So, why not just print more money? One solution a child may have is to just print more money. To this explain that a $100 note is only worth a basket of food as everyone trust it. If more money is printed, the shop keeper will not accept it as he will think that the next day there will be more notes. This is hyperinflation and so the basket of food will be $150 the next day as there will always be more notes. The money then become worthless.
Explaining Why Inflation Has the Effects It Has on Your Child
At the moment, the cost of things is rising more than salaries. Therefore, we are having to make decisions what we can and can’t buy. For your child this would be that if the can of Coke and a Mars bar both double in price they can only buy one of them with their pocket money rather than both. This is the same decision you may need to make about a holiday, or some people heating or eating. Whatever your own economic position, it is worth explaining that the effects are not equal for everyone.
So if the Cost of Everything Is Going Up, Why Are Interest Rates?

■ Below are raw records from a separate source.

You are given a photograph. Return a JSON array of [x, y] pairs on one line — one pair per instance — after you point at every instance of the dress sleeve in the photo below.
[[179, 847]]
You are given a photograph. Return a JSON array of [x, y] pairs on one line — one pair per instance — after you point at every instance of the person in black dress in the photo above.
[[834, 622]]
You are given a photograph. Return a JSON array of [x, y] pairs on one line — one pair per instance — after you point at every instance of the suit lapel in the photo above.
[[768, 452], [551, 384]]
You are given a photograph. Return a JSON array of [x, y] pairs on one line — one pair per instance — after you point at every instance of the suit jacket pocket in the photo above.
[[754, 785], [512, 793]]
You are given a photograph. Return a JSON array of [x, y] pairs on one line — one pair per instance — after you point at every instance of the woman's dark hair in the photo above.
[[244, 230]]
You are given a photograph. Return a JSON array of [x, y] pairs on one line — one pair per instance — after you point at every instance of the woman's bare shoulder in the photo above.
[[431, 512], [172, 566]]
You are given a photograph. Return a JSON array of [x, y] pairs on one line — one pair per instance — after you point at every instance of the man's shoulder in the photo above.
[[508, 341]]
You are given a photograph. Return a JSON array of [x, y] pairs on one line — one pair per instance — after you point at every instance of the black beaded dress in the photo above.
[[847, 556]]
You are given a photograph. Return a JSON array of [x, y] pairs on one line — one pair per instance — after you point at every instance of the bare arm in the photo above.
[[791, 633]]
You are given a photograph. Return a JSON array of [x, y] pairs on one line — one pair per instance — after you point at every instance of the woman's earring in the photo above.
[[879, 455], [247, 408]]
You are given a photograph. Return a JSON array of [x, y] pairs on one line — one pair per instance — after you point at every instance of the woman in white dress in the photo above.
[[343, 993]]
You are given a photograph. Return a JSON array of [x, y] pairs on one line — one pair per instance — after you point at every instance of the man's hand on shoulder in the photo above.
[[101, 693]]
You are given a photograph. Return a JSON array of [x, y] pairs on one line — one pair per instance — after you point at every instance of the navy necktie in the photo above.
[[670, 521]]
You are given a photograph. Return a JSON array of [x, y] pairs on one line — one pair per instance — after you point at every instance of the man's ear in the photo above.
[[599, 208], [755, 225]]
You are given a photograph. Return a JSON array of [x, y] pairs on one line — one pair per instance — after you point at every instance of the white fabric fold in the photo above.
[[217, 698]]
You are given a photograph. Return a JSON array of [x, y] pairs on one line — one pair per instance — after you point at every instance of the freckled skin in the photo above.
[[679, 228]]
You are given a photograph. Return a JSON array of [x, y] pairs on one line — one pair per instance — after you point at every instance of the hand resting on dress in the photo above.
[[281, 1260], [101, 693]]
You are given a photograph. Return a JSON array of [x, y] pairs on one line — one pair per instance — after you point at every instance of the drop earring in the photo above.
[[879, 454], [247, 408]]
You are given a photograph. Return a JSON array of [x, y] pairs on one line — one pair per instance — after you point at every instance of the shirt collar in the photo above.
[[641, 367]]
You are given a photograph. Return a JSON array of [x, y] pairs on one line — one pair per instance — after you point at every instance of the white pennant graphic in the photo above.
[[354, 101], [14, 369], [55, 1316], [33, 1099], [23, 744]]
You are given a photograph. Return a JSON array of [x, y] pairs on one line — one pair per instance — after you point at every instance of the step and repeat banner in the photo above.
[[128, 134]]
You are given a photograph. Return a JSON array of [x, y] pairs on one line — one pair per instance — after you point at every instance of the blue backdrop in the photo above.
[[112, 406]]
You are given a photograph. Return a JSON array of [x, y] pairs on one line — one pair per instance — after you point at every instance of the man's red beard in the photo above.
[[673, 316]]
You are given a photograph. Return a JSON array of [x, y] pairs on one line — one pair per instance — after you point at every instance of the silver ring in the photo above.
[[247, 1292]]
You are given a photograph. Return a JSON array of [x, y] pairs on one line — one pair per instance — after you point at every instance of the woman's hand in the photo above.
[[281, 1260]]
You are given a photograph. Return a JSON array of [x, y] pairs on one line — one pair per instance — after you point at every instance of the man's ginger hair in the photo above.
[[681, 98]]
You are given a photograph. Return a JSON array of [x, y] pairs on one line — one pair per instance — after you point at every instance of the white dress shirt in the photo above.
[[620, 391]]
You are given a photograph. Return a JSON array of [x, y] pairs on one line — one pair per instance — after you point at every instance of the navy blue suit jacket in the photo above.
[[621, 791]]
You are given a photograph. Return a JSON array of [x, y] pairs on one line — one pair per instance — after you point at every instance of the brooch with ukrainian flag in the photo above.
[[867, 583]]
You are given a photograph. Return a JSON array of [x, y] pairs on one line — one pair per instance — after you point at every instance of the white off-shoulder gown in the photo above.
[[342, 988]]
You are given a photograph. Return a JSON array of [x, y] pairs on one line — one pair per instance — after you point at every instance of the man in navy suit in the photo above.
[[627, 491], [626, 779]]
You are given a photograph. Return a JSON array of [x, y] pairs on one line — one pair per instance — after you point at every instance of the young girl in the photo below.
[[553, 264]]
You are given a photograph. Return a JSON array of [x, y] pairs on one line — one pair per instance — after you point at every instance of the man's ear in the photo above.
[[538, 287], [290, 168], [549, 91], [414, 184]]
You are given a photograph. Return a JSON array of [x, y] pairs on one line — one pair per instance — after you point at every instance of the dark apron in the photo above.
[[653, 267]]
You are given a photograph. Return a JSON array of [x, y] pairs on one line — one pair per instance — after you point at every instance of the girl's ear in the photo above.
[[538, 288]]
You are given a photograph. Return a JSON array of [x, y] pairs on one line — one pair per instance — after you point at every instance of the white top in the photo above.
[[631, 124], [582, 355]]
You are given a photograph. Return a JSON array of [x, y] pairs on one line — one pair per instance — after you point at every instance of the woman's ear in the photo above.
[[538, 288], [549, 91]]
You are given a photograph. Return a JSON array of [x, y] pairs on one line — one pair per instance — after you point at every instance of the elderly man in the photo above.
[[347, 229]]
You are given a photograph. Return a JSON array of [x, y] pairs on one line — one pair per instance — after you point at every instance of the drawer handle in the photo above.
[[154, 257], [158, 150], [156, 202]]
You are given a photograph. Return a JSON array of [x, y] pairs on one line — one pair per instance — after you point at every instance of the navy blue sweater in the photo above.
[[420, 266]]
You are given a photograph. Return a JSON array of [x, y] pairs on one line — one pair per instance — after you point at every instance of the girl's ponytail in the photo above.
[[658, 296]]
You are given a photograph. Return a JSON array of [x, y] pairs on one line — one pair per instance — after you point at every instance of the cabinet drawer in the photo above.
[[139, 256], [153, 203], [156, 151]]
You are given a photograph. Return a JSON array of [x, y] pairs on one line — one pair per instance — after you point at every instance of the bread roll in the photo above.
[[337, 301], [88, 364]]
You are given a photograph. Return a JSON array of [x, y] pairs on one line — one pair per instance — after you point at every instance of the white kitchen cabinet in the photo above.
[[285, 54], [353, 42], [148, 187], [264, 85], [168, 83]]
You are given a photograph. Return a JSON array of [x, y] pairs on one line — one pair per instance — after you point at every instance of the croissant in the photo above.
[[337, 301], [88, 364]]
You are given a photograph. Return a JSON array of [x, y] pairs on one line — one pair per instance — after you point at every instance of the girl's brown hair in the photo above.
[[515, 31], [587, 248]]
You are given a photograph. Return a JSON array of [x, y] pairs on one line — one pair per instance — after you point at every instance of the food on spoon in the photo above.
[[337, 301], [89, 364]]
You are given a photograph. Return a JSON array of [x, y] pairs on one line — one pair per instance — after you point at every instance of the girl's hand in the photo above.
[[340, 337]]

So your child might say if everything is difficult why are interest rate going up. Traditionally, to remove demand for spending money, governments make it worth saving it in a bank and stop borrowing more. So your child might save their money rather than buy that can of Coke if they thought that $1 would become $1.50 at the end of the year. It is an interesting discussion whether this will work this time. Lots of the things people are buying are things that they need so can’t avoid.

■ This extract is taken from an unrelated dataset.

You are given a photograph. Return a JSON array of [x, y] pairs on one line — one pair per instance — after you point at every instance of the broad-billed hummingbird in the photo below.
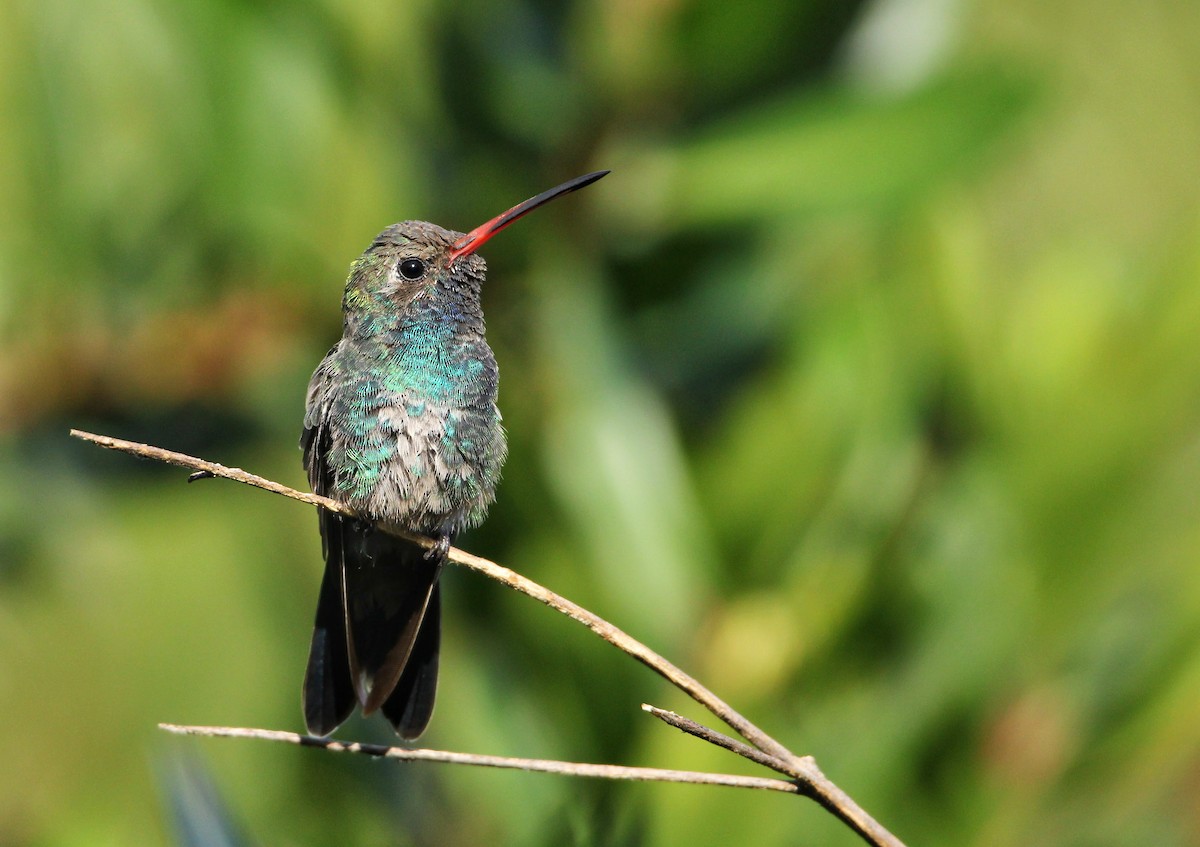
[[400, 424]]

Explaining inflation to your child is relatively easy using the anology of their pocket money and a can of Coke. Depending on their maturity it can then be difficult to go further and explain the link with interest rates. But, as said at the top, one of the roles for us as parents is to make sure that our children understand these concepts. Conversations about money and choices are not something to be avoided. Like an understanding of diets and healthy relationships, if your child does not have an understanding before they leave home, we can’t be surprised if they make mistakes!